In the spectrum for PB, the peak in 3432 signal decreased considerably. This indicates that the formaldehyde in the conditioning process reacts with the hydroxyl and aldehyde groups in the biomass-producing acetal groups.4 The presence of acetal groups is confirmed in Figure 5, peaks 1050-1150 cm-1. However, this signal is difficult to note because there are contributions of C-OH vibrations from unreacted hydroxyl groups from cellulose and lignin. Nevertheless, a small change in intensity and splitting of the signals in this range indicates the chemical changes in the biomass. This reaction increases the stability the biomass and the homogeneity in the morphology (Figure 4). The FTIR spectra of Poly-(NAAm-co-MAA) and MB is also presented in Figure 5. The signal of 3394-2450 cm-1 is indicative of the -COOH in the copolymer. It is possible to distinguish two bonds: one at 3382 cm-1 and a smaller at 3196

cm-1. The first one includes the carboxylic acid -OH vibration, the amine and amide N-H groups.

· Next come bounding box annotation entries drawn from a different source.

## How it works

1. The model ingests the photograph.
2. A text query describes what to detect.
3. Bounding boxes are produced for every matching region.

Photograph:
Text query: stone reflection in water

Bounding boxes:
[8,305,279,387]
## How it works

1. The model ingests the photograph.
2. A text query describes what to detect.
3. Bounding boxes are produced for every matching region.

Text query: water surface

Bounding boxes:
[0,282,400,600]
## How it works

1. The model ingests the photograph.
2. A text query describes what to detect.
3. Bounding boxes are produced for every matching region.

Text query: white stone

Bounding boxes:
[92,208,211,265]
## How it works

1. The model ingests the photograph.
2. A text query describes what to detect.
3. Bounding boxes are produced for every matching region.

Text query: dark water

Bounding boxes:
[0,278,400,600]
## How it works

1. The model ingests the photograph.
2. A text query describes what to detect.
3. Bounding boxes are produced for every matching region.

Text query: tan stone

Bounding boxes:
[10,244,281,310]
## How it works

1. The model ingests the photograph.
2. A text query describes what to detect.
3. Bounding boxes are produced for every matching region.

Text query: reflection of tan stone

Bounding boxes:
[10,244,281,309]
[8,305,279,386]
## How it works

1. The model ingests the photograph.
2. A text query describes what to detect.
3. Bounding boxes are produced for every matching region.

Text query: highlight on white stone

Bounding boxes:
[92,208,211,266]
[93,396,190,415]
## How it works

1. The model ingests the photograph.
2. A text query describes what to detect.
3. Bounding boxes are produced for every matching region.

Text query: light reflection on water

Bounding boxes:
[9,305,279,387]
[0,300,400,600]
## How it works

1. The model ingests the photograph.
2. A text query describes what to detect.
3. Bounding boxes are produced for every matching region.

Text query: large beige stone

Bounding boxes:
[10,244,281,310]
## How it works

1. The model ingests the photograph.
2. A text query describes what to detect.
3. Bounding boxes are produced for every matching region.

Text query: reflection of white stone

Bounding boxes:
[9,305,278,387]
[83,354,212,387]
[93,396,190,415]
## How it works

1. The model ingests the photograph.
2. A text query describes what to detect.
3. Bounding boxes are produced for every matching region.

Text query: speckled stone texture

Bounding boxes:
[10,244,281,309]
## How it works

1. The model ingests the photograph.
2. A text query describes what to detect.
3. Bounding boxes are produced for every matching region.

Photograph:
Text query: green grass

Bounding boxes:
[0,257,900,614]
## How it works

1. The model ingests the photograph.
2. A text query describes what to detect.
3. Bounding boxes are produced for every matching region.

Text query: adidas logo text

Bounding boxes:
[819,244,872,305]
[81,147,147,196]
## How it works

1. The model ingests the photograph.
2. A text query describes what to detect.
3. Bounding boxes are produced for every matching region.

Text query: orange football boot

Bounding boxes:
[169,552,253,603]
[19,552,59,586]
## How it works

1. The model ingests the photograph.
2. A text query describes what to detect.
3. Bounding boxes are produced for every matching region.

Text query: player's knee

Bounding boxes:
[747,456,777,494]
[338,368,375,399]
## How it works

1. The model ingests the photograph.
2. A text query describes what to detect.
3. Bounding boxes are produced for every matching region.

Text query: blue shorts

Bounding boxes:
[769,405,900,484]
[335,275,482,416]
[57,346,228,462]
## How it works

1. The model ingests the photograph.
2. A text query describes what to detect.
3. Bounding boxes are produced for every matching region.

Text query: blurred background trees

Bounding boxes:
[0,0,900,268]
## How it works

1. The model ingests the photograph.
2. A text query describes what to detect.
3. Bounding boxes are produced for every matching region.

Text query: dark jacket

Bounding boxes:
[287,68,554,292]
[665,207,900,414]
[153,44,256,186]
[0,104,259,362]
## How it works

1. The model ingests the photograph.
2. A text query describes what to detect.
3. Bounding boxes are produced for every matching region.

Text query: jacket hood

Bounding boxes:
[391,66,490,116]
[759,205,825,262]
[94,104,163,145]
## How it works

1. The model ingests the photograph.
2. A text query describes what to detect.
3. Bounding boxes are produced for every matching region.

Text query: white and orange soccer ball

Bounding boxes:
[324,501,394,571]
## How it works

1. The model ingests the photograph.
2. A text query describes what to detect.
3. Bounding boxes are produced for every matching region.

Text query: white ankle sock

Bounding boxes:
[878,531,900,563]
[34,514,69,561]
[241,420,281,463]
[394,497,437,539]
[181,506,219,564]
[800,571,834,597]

The smaller is an evidence of the primary amine (NH2) group in the copolymer. The signal at 1660 cm-1 was assigned to the carbonyl group from the amide and carboxylic acid. The signal at 1552 cm-1 corresponds to N-CdO stretching and H-bonded vibration from amide group. The spectrum of MB (Figure 5) is a combination of signals from both 1458 and 1407 cm-1, which corresponds to -CH2and -CH3 groups from the biomass andcopolymer. It is possible to distinguish those signals corresponding to grafting. First, the band at 3429 cm-1 is assigned to -OH and NH vibrations, carboxylic acid groups are not evident in this range. The signal at 1674 cm-1 corresponds to the carbonyl from the amide group and the shoulder at 1732 cm-1 corresponds to an ester group resulting from the condensation reaction (Figure 3).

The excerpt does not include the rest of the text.